“Himmelblitzen!” wheezed a voice. “Oof you peen vone oof der Inchun shpooks, den I bet you I faint fits righdt on der shpot! Whoosh!” and the voice died away with a suggestion of chattering teeth.
“Carrots!” laughed Ballard. “Say, you crazy chump, what are you fooling around the gulch for at this time of night?”
“Oh, Pallard!” puffed Fritz, in great relief. “Vell, vell, vat a habbiness! Dere vas t’ings vich ve don’d know till ve findt dem oudt, hey? I vas looking for you, Pallard, yah, so helup me!”
“Looking for me?” echoed Ballard; “what for?”
“Meppyso I gif you haluf oof dot dreasure oof you go along und hellup me get him.”
“Oh, blazes!” chuckled Ballard. “I thought you’d got over that treasure notion, Carrots.”
“Lisden, vonce, und I told you someding.” Fritz dropped his voice to an explosive whisper. “Vat you dink? Py shiminy, so sure as nodding I findt me dot shtone mit der gross on. Yah, you bed my life! It vas so blain as I can’t tell, Pallard. Aber ven I roll avay der shtone und tig mit der shovel, I hear me some voices oof an Inchun chief. Dot shkared me avay. Haf you got der nerfs to go mit me to der blace back, Pallard? I peen shaky all ofer, und my shkin geds oop und valks on me mit coldt feet, yet I bed you I go back, und I findt der dreasure.
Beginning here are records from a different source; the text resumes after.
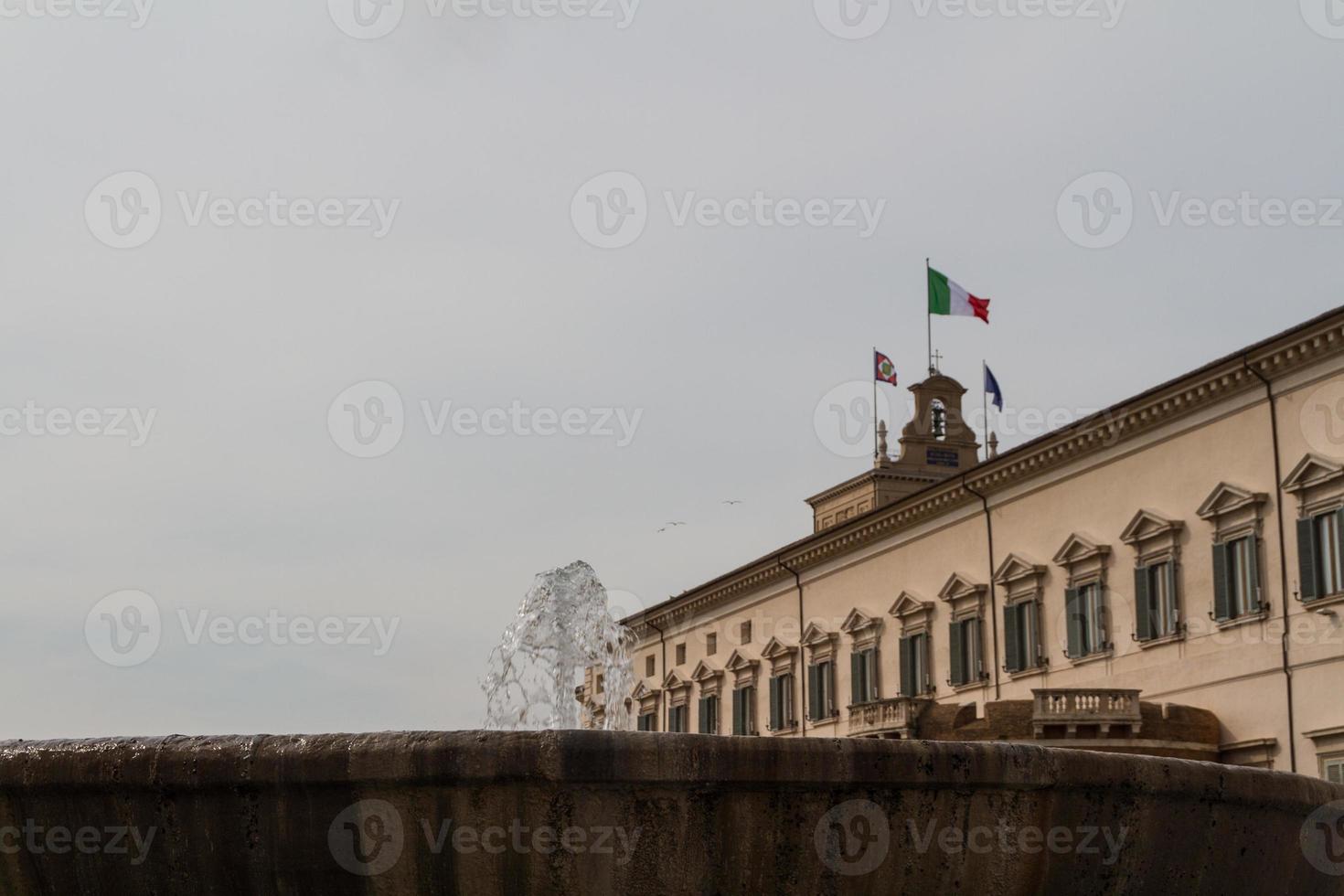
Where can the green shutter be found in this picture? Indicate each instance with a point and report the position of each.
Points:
(1072, 613)
(1143, 609)
(1221, 597)
(1012, 643)
(1308, 571)
(955, 635)
(855, 677)
(907, 669)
You come, und so hellup me I gif you haluf!”
The excitement at the Wells, incident to the arrival of the Gold Hillers and following hard upon the rapid return of Fritz and Silva to the camp, had temporarily closed the fun Merry and his friends had had in the cañon. More important events had claimed the attention of the lads who had participated in the joke, and no one had explained matters to Fritz or the Mexican. So it chanced that the Dutchman was still laboring under his delusion.
Ballard wondered whether he had better set Fritz right, or keep the joke going. He finally decided that the stock would not suffer if he played out the Dutchman a little, and watched his antics in the supposedly spook-haunted gulch.
“When an Injun goes to the happy hunting grounds, Carrots,” remarked Ballard gravely, “it’s just as well not to stir him up. I’d hate to have a red spook get a strangle hold on me—there wouldn’t be treasure enough in the whole of Arizona to pay a fellow for an experience of that kind.”